Там, в темноте, почти ничего не было. То есть всё почти кончилось. Почти…
Ма услышала её мысли и насторожилась. Она хорошо знала своего медиума. Кинуться на выручку тому, кто нуждается в помощи, потратить все силы и довести себя до изнеможения и болезни — это Лиза умела. «Лизка, — подумала Ма, — погоди. Ты примерься получше. Можешь — делай, не можешь — отступись! Ты мне живая нужна и здоровая. Если парень ушёл уже, толку биться?…» «Ма, — мысленно взмолилась Лиза, — не говори этого!» Но Ма зафыркала и сделала по-своему.
— Костя, — очень ровно спросила она, — а стоит ли?…
Костя взвился. Лиза сидела спиной к нему, но видела через Ма: глаза хирурга побледнели и сверкнули, как скальпели.
— Шесть часов собирали! — едва слышно крикнул он. — Ходить будет. Бегать будет! Клянусь!
— Лиза! — сказала Ма вслух.
«Костька не видит, — продолжала она мысленно, — а мы-то видим. Тихо слишком, Лизка…» Она не продолжала, а Лиза не торопилась отвечать.
Лиза осторожно наклонилась над мальчиком и опустила лоб на подушку рядом с маленьким ухом.
Она слушала. Она думала, чувствовала и поняла наконец, что у неё есть своё мнение.
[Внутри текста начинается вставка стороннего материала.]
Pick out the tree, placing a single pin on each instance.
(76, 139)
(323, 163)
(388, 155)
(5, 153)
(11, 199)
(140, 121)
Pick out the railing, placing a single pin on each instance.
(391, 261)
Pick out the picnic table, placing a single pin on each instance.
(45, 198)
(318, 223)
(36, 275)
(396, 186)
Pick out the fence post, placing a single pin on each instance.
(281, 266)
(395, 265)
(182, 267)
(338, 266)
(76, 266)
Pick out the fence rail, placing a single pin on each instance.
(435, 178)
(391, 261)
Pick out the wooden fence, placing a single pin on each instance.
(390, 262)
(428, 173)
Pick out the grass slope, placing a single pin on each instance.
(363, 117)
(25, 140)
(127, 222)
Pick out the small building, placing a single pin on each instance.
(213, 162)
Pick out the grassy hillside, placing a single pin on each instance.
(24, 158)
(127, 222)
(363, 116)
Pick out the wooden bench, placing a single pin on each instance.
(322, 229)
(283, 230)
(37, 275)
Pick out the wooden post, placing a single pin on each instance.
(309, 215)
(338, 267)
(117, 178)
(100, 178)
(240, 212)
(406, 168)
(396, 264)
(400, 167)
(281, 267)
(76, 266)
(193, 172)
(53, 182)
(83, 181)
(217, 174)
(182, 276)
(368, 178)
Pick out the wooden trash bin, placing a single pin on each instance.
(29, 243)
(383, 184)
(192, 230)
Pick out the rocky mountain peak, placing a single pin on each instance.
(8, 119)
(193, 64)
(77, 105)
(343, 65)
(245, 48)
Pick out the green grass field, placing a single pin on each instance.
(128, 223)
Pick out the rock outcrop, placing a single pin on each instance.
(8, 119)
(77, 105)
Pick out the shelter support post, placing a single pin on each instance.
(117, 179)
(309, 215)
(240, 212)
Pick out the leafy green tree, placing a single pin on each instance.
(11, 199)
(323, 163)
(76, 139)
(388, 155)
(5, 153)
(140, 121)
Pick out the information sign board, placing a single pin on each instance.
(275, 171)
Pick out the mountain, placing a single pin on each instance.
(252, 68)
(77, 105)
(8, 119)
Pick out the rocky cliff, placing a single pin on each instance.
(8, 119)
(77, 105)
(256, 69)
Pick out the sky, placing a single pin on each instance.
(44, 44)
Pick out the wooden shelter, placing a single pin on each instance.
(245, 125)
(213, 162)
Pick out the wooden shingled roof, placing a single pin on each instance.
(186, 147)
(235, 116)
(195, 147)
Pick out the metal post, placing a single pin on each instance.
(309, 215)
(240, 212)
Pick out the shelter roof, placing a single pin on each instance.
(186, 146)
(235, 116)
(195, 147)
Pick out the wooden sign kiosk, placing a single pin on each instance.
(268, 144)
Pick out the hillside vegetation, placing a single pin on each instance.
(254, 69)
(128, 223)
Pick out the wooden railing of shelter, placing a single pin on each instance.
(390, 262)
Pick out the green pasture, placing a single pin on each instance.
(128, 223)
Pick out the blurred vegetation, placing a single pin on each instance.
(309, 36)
И если Марта Андреевна скажет сейчас: «Предназначено погибнуть», — Лиза будет дурой и не послушается её.
Но Ма молчала.
Очень медленно, точно боясь потерять, расплескать найденное, Лиза поднялась и обернулась к двум хирургам.
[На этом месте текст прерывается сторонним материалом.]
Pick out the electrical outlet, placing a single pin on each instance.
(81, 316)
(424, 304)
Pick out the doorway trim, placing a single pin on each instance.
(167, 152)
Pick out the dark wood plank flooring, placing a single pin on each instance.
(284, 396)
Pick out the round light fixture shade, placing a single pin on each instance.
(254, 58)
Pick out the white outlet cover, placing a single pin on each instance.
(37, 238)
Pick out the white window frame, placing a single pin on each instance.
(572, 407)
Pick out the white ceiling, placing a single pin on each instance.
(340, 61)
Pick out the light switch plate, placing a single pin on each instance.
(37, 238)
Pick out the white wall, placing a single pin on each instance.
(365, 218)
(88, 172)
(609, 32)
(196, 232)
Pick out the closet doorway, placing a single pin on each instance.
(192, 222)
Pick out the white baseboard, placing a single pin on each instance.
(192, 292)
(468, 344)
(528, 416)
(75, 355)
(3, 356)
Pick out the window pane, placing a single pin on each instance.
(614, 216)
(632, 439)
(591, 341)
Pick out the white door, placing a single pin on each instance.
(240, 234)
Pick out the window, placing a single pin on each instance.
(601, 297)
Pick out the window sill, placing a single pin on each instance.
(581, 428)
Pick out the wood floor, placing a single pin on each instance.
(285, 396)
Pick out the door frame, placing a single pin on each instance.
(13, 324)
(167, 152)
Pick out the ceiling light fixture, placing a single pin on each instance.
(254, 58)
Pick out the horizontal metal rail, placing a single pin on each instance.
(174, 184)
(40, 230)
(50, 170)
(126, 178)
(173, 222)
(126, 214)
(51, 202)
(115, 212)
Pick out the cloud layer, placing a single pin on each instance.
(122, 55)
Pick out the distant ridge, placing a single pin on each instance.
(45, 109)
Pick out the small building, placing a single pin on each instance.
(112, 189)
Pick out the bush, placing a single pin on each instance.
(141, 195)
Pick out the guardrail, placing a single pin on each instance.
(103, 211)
— Марта Андреевна, — сказала она, — это не так.
Та поняла с полуслова.
— А как?
— Он как будто уже… всё.
— Как будто? — уточнила Ма.
— Есть тонкая ниточка. Тонкая-тонкая. Но я вижу через неё, — Лиза помолчала, заново всматриваясь и внимая. — Там мир, свет, — сказала она. — Ему там хорошо.
«Детям там хорошо, — подумал Костя так громко, что Лиза услышала. — Но мы всё равно не пускаем их. Изо всех сил».
— Позови его, — теперь без всяких сомнений велела Ма.
И Лиза не сомневалась.
Она снова положила голову на подушку, устроилась поудобней и замерла, прислушиваясь. Хирурги смотрели на неё во все глаза. Они тоже оцепенели. Они касались друг друга краешками рукавов, но ни один не поворачивал головы. Лиза думала о них, таких сильных, таких больших своими делами, таких старых уже… Почему, зачем так вышло? Что заставило их разъединить свои жизни? Никогда не узнать. Тем временем Лиза была где-то вовне и одновременно — внутри, протянутая вдоль тончайшей нити между жизнью и жизнью, среди трепета и мерцания бесплотных троп, в напряжённом блеске и чьём-то огромном тёплом дыхании. И она ступала по иной земле.
А потом он, тот самый, коснулся её ладони, пока над ними в солнечном воздухе выстреливали конфетти, и она пошла рядом с ним со счастливой улыбкой — держась за руку давно уже взрослого мужчины, ребёнка только лишь сердцем, за руку защитника, друга, солдата и мастера, доброго и храброго человека.
…Спустя несколько минут Лиза поднялась и поцеловала мальчика в холодную щеку и в лоб.
— Лети ко мне, — сказала она с улыбкой, — лети, не задерживайся, лётчик.